A chance em "Batman" não veio porque tivesse mostrado alguma evolução nas pontas que conquistava nessas séries. A sorte apareceu depois que fez alguns comercias para o achocolatado Quick, da Nestlé.

Xinhua/Globe Photos/Zumapress
Adam West (à dir.) e Burt Ward como Batman e Robin na série da década de 1960
Adam West (à dir.) e Burt Ward como Batman e Robin na série da década de 1960

Os produtores queriam alguém desconhecido para personificar o herói do gibi. Assim, o fato de ter 12 anos de carreira sem destaque passou de algo negativo à condição de passaporte para o sucesso.

Hoje, seu personagem na TV parece muito distante da versão predominante do Batman, um herói amargo, sombrio, violento. Trata-se de um personagem de HQ que teve muitos tratamentos diferentes em cada mídia. Mesmo em apenas uma delas, o cinema, já foi apresentado de várias maneiras, dependendo do cineasta no comando da produção.

A aposta em 1966 foi criar um seriado com humor, violência zero e elementos visuais coloridos da então efervescente pop art (como as onomatopeias que explodiam na tela para reproduzir o som de socos e pontapés nas lutas do herói). O resultado se inseriu facilmente na iconoclastia que marcava a emergente contracultura nos anos 1960.

West acertou a mão em criar um tipo nada heroico. Seu Batman não era o superdetetive dos gibis (dependia demais de um impagável batcomputador), não tinha o físico sarado (exibia uma saliente barriguinha), ficava ruborizado com o assédio da Mulher-Gato ou da Batgirl, e ainda sofria muito para educar seu pupilo Robin.
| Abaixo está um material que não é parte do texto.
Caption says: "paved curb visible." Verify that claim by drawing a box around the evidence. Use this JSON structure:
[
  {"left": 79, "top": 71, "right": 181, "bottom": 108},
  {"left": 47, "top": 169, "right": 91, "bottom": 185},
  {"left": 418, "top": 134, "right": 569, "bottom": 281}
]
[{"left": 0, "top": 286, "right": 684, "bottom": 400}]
Falando em Robin, parece apenas invenção um suposto affair entre West e o ator Burt Ward, que fez o papel de Robin na série. A história ainda permanece sustentada por alguns biógrafos e é desmentida pelos dois. A dupla, vestida com aquelas malhas, era praticamente uma piada pronta, mas a amizade dos dois atores teria seguido uma rotina de excessos de bebidas e sexo livre com todas as garotas à disposição.

Durante a produção do seriado, West aproveitou uma fase de solteirice depois do segundo casamento. Só em 1970 voltaria a se casar, quando a fama conquistada na série já estava passando e ele tinha dificuldades em conseguir novos trabalhos.

Embora tenha participado de quase 200 produções para cinema e TV, West só teve protagonismo em "Batman". E a razão é simples: era um péssimo ator, como uma garimpada em seus momentos de coadjuvante antes do Homem-Morcego pode comprovar.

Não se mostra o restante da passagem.